I can imagine what Ernest Hemingway himself would say to all this, but I wouldn’t be able to publish it. The arrogant, self-infatuated, blinkered, miseducated woke dopes at Penguin Random House don’t seem to understand that the whole idea of reading Hemingway, or any other great writer, is to encounter “language,” “attitudes” and “cultural representations” that are not one’s own, and are not the same as the language, attitudes, and cultural representations of contemporary culture.

As you may recall if you’re a regular reader here, I don’t like Hemingway much. Though his writing style was undeniably influential, I’ve never cared for his stories, and never worked up the interest to read any of his books. I don’t like his politics, and all I know about his personality repels me.

But you know how you can tell I’m not on the Left? You can tell because I think his books ought to be published straight. Adults should be trusted to have the maturity to handle ideas, words and imagery that might trouble or offend them.

Somebody made a comment on Twitter the other day to the effect that our times aren’t much fun.
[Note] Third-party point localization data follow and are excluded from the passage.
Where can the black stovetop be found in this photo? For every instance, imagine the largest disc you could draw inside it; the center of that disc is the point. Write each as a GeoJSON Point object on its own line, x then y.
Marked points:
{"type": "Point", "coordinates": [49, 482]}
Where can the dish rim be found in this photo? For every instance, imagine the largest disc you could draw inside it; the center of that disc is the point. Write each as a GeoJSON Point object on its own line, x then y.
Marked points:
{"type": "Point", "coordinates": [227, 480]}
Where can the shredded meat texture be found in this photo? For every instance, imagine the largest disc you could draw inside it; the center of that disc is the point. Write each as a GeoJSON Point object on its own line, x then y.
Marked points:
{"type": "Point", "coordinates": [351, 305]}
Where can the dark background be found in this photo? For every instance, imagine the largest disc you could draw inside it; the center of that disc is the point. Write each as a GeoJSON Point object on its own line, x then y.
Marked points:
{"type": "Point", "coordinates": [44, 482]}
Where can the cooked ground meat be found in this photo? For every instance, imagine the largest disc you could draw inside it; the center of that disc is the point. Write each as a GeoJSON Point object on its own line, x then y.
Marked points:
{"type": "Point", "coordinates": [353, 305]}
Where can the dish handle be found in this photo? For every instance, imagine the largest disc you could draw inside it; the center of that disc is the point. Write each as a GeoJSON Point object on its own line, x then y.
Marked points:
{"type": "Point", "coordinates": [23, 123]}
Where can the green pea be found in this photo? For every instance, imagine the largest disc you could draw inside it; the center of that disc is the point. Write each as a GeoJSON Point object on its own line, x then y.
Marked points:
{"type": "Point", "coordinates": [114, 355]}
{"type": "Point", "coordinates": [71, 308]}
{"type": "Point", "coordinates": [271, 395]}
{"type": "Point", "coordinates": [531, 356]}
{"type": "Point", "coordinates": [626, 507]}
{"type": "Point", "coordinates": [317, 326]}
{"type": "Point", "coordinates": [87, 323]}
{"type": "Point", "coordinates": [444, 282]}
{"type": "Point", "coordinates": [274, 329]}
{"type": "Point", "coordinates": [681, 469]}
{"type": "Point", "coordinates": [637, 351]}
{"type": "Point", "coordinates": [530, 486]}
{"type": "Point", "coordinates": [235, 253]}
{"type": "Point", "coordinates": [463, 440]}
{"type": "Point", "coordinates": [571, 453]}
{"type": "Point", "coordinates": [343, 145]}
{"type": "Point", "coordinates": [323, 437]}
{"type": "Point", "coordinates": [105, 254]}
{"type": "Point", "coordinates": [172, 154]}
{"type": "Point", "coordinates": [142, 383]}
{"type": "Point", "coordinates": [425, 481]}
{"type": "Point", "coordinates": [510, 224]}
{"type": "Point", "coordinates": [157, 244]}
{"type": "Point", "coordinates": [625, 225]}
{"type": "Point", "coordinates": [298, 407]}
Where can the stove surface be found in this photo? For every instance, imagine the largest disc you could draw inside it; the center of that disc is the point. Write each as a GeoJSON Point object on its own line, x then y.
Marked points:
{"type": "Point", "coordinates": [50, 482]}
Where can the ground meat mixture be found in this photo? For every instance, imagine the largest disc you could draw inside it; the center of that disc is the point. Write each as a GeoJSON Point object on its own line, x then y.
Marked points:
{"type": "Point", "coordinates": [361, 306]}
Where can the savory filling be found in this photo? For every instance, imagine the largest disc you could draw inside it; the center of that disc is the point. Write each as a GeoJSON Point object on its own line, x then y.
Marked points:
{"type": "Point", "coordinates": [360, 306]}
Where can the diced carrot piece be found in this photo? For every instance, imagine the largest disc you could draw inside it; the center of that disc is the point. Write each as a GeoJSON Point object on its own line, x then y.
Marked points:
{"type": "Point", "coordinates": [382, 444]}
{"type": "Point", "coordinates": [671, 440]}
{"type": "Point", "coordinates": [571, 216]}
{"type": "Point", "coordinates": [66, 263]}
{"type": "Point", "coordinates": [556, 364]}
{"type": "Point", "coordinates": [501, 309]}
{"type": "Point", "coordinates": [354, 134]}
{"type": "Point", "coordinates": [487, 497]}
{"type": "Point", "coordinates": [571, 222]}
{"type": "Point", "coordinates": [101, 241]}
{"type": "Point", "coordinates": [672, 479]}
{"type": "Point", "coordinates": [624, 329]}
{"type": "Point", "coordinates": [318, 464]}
I replied, “Shoot, Prohibition was more fun than this.”

I think we ought to declare a new Roaring 20s. Let’s have speakeasies, places where you can speak easily. Say anything you bloody want. Leave your electronic devices in a Faraday Cage at the door, so nobody can listen in, and engage in old-fashioned forbidden conversation. All ideas permitted. No punching allowed, though.

Which would admittedly cramp Hemingway’s style.